This is the mail archive of the gcc-patches@gcc.gnu.org mailing list for the GCC project.


Index Nav: [Date Index] [Subject Index] [Author Index] [Thread Index]
Message Nav: [Date Prev] [Date Next] [Thread Prev] [Thread Next]
Other format: [Raw text]

PR target/30213 (x86 memset if wrong for small block sizes)


Hi,
The testcase manifest problem of memset for blocks smaller than 4 bytes.
This is caused by fact that overall structure memset is:

  if (block is not small)
    {
      prologue: Align destination
      main loop: Copy 4-byte chunks
    }
  epilogue: Copy the rest

In order to be able to write 4 byte chunks, the value has to be promoted from 1
byte.  This is cheap for constant, but means multiplication by 0x10101010 for
variables, so my intention was to promote constant before if statement, so
epilogue can use wride writes, while promote variables in the THEN edge of if
statement.  This was neccesary to meet performance of library implementation for
small blocks especially for P4, where multiplication is expensive and
the equivalent sequence of shifts too.

However the code to hanle promotion is currently written as follows:

  /* Ensure that alignment prologue won't copy past end of block.  */
  if ((size_needed > 1 || (desired_align > 1 && desired_align > align))
      && !count)
    {
      int size = MAX (size_needed - 1, desired_align - align);
      /* To improve performance of small blocks, we jump around the promoting
         code, so we need to use QImode accesses in epilogue.  */
      if (GET_CODE (val_exp) != CONST_INT && size_needed > 1)
	force_loopy_epilogue = true;
      label = gen_label_rtx ();
      emit_cmp_and_jump_insns (count_exp,
			       GEN_INT (size),
			       LEU, 0, GET_MODE (count_exp), 1, label);
      if (expected_size == -1 || expected_size <= size)
	predict_jump (REG_BR_PROB_BASE * 60 / 100);
      else
	predict_jump (REG_BR_PROB_BASE * 20 / 100);
    }
  if (TARGET_64BIT
      && (size_needed > 4 || (desired_align > align && desired_align > 4)))
    promoted_val = promote_duplicated_reg (DImode, val_exp);
  else if (size_needed > 2 || (desired_align > align && desired_align > 2))
    promoted_val = promote_duplicated_reg (SImode, val_exp);
  else if (size_needed > 1 || (desired_align > align && desired_align > 1))
    promoted_val = promote_duplicated_reg (HImode, val_exp);
  else
    promoted_val = val_exp;
  gcc_assert (desired_align >= 1 && align >= 1);
  if ((size_needed > 1 || (desired_align > 1 && desired_align > align))
      && !count && !label)
    {
      ... again the same body as in first if condtional.
    }

As you can notice the condition for code producing guard before promotion and
after promotion is equivalent.  This is result of some exprimenting, when I
removed GET_CODE (val_exp) == CONST_INT check in the front.  The code in
epilogue however knows that when val_exp is CONST_INT it is free to use the
promoted value and thus we end up with partially uninitialized use of register.
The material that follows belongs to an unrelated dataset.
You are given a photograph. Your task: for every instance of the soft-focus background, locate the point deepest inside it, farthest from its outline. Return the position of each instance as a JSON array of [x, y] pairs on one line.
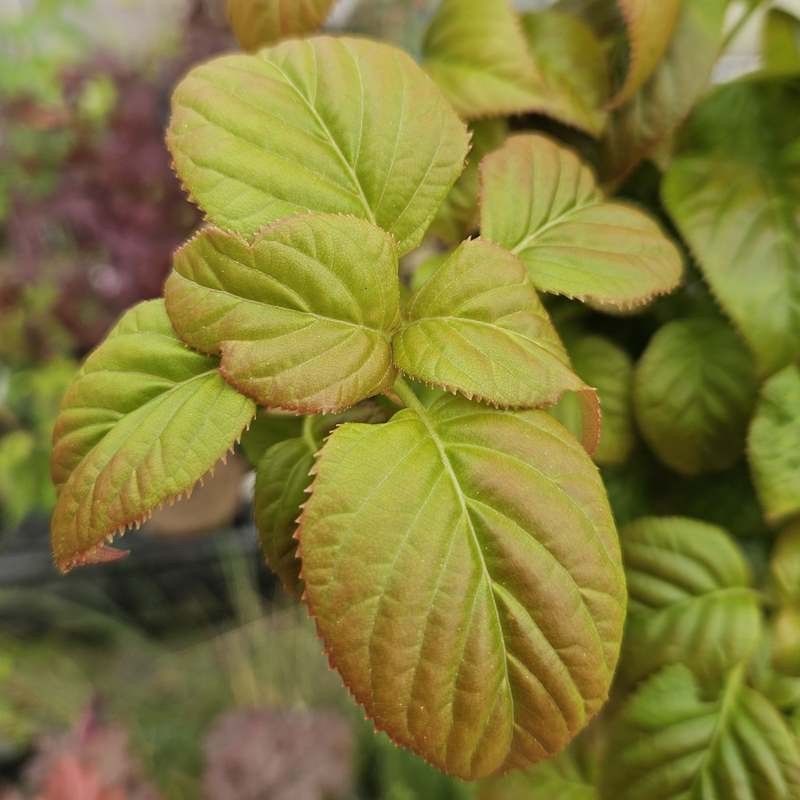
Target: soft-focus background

It seems to me, that the code as written, expecting same behaviour in prologue
and epilogue conditionals is fragile, so in addition to fixing this by putting
promotion code into function and avoiding code duplication I also changed rest
of logic to just use values in epilogue computed in prologue so things are
more dificult to confuse.

To make code more readable, I also added new commentary and hopefully made
less tricky code chosing epilogue size (epilogue always copy up power of two
sized blocks, it has be big enough to fit in the main loop chunks size
and the maximal size copied by prologue). Only now I noticed that I spred the
knowledge about how whole code is organized into comments before the
many functions that don't make expanders itself readable.

I realize that the ended up reltively long, if if the cleanups would make
reviewing dificult, I can make simple fix first (adding the mising test
mentioned above) and rewrite the code in question next.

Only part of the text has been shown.